"This bit always humbles me and Bertha," Sam says, steering into the nearest space among a sea of sleek, expensive cars.
Bertha gives a small, resentful groan as the handbrake goes on, which does not help her argument.
"Bertha may be older than me and have a hundred and twenty thousand miles on her," I say, unclipping my seatbelt, "but she gets me here safely. That is the entire purpose of a car."
"She also makes a noise in third gear that sounds like a dying goose."
"She has character."
Sam gives the ancient gearstick a doubtful wiggle. "She may not survive her next MOT."
I pat the dashboard. "Do not listen to her, Bertha. You have another thirty thousand miles in you. Minimum."
"You don't believe that."
"I believe in morale."
"Lyra."
I look at her innocently.
"Stop stalling," Sam says. "Get out."
I give her a look and climb out. She pops the boot, and I haul my overstuffed suitcase onto the gravel, followed by the battered sewing-machine case.
"Cool goodbye," Sam asks, folding her arms, "or the emotional one where I pretend I won't miss your hair clogging the shower, then admit the house is boring without you?"
She is not my mother. Not quite. But she has always been something close enough to hurt.
I do not answer. I just step forwards and wrap my arms tightly around her.
"I am forever sorry about the hair," I mumble into her shoulder. "And when have I ever been exciting?"
"You're not. My life is simply that dull."

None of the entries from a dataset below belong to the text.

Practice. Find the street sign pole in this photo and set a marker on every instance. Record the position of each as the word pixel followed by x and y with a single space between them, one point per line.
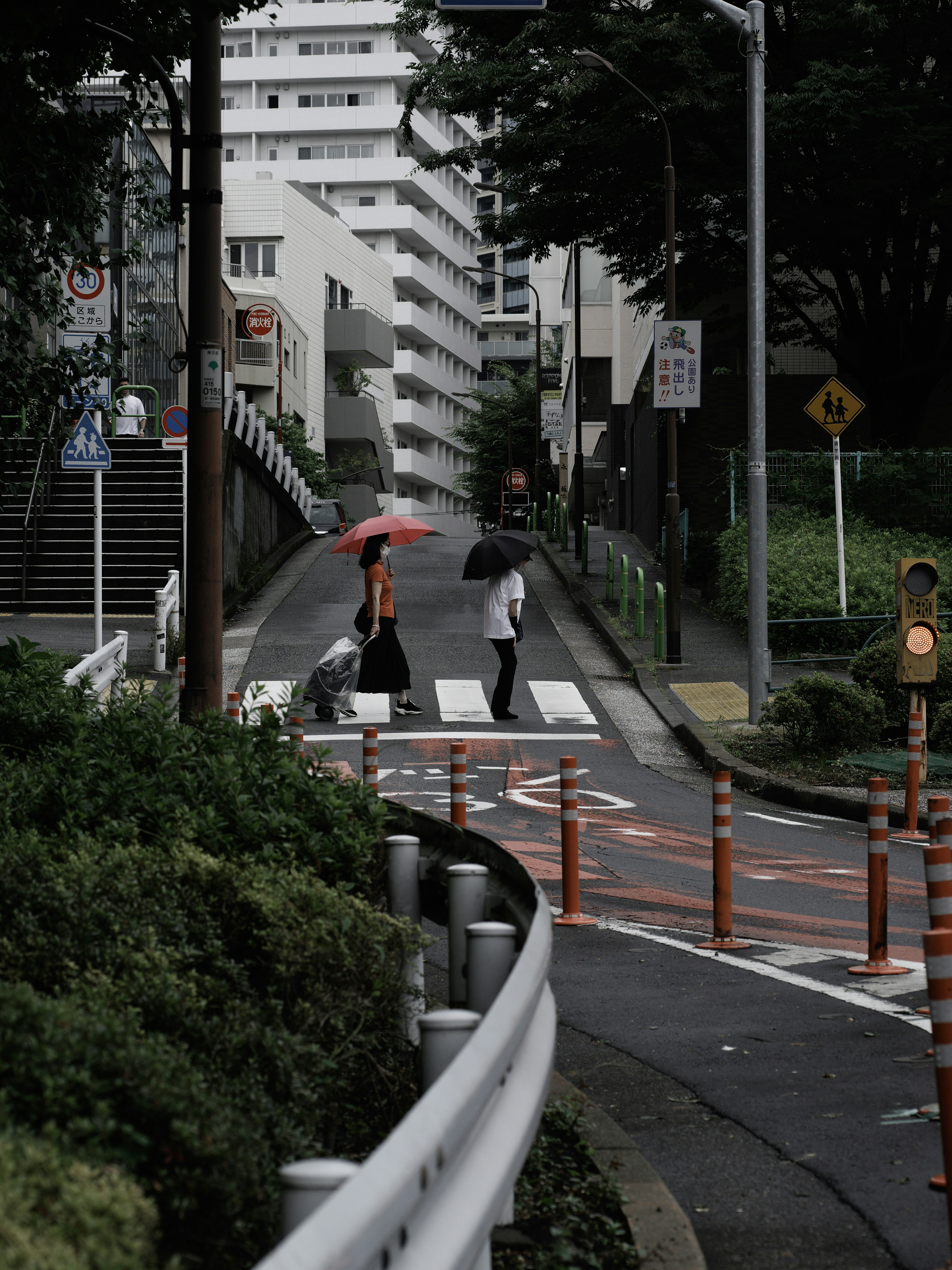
pixel 98 548
pixel 841 558
pixel 204 552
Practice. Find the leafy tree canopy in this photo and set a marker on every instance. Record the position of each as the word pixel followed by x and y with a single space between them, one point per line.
pixel 859 133
pixel 58 171
pixel 484 435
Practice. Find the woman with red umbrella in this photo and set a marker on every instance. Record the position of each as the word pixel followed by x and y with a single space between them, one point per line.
pixel 383 665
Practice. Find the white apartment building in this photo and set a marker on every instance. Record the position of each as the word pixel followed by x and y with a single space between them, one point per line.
pixel 313 93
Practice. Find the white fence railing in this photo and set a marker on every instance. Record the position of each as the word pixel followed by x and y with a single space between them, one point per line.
pixel 430 1196
pixel 107 667
pixel 167 618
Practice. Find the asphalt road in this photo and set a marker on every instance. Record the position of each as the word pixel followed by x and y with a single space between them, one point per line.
pixel 757 1082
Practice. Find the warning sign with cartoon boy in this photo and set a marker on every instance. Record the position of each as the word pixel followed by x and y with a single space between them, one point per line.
pixel 677 369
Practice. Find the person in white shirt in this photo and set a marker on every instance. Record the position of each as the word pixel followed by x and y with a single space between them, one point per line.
pixel 130 414
pixel 502 606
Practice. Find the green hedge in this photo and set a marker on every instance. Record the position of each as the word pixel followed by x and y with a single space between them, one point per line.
pixel 182 992
pixel 803 578
pixel 60 1213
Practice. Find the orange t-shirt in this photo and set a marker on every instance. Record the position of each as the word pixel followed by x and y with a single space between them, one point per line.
pixel 378 573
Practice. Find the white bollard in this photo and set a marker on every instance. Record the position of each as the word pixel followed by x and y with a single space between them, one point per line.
pixel 468 901
pixel 490 948
pixel 444 1033
pixel 308 1184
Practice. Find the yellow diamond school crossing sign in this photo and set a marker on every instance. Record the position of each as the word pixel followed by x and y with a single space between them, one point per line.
pixel 834 407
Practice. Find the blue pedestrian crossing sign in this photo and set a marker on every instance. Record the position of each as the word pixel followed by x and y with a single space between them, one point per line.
pixel 484 6
pixel 86 451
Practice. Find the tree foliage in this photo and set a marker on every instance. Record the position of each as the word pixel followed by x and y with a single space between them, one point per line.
pixel 484 435
pixel 859 131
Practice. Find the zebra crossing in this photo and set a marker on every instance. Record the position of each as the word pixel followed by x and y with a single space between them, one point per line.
pixel 559 703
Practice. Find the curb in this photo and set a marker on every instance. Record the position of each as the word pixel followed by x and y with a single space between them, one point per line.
pixel 266 572
pixel 659 1226
pixel 697 738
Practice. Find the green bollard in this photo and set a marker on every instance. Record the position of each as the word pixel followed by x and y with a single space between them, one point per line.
pixel 659 623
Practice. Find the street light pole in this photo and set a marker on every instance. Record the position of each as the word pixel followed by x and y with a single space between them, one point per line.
pixel 672 502
pixel 751 26
pixel 204 571
pixel 479 268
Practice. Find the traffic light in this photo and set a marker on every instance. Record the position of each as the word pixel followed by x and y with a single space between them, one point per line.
pixel 917 629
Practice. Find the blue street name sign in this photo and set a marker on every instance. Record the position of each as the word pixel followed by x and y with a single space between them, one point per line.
pixel 86 451
pixel 484 6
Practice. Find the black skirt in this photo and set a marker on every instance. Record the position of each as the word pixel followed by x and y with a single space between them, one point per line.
pixel 383 665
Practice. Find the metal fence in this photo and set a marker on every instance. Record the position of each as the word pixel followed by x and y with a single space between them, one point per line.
pixel 430 1196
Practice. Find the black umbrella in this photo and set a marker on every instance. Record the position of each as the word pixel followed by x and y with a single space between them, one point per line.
pixel 498 553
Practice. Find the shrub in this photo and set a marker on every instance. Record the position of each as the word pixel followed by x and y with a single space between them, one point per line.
pixel 60 1213
pixel 802 570
pixel 876 668
pixel 822 716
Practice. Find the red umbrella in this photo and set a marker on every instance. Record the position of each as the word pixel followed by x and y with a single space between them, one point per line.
pixel 402 530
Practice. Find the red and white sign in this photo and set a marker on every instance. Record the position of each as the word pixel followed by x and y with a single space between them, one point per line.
pixel 86 281
pixel 260 322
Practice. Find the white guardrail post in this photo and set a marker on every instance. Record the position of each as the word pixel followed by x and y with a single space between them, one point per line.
pixel 107 667
pixel 167 618
pixel 430 1196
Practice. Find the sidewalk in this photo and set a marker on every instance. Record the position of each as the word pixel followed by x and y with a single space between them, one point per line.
pixel 715 652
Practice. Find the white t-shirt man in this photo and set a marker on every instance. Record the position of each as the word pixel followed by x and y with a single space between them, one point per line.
pixel 130 417
pixel 501 589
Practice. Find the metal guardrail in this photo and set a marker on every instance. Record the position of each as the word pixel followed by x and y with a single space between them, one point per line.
pixel 107 667
pixel 430 1196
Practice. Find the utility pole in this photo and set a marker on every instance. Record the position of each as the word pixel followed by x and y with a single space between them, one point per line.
pixel 579 468
pixel 204 572
pixel 751 27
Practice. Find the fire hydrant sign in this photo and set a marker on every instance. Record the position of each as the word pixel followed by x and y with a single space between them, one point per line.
pixel 677 371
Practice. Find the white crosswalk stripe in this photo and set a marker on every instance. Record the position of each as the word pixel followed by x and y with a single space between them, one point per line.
pixel 463 701
pixel 560 701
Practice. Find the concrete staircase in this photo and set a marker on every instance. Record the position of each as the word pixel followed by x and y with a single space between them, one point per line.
pixel 143 533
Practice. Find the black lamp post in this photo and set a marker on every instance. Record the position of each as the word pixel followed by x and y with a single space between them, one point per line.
pixel 672 557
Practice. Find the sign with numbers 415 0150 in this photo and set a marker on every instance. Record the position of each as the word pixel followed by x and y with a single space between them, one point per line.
pixel 677 370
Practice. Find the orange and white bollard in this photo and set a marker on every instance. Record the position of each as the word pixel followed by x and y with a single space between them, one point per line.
pixel 878 881
pixel 939 811
pixel 457 783
pixel 569 813
pixel 723 878
pixel 370 758
pixel 939 975
pixel 914 756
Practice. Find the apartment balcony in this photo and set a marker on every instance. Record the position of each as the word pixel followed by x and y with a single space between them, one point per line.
pixel 360 335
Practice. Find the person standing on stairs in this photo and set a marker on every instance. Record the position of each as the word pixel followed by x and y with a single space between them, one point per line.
pixel 502 607
pixel 384 665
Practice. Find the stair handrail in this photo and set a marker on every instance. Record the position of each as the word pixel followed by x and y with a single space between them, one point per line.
pixel 44 444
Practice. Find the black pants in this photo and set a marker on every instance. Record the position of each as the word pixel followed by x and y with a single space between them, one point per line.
pixel 507 674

I laugh, but it fades quickly as I pull back and look towards the school.
The large oak doors stand open, swallowing students, suitcases, parents, noise. Everything familiar. Everything waiting.
"I'll see you at Christmas?" I ask.
Sam's expression softens. She tucks a loose strand of hair behind my ear. "You need to stop checking, Lyra."
My throat tightens.
"I'll be here," she says. "I'll come back for you."
I swallow. "This could get emotional if you're not careful."
She folds her arms and nods towards the entrance. "Get going. You've probably got a lot of s**t to unpack."
She is, unfortunately, correct.
I grip the handle of my suitcase, give Bertha one last longing glance, then drag my things towards the doors before I can think too hard about turning around.
The red brick looks cleaner than before, as though someone attacked it with a pressure washer over the summer. The old mansion rises beyond the car park with its turrets, tall windows and careful newer wings, grand enough to impress someone who has not spent years learning exactly where all its sharp edges are.
I drag my things inside and join the small queue at reception to collect my room key and timetable for the last time.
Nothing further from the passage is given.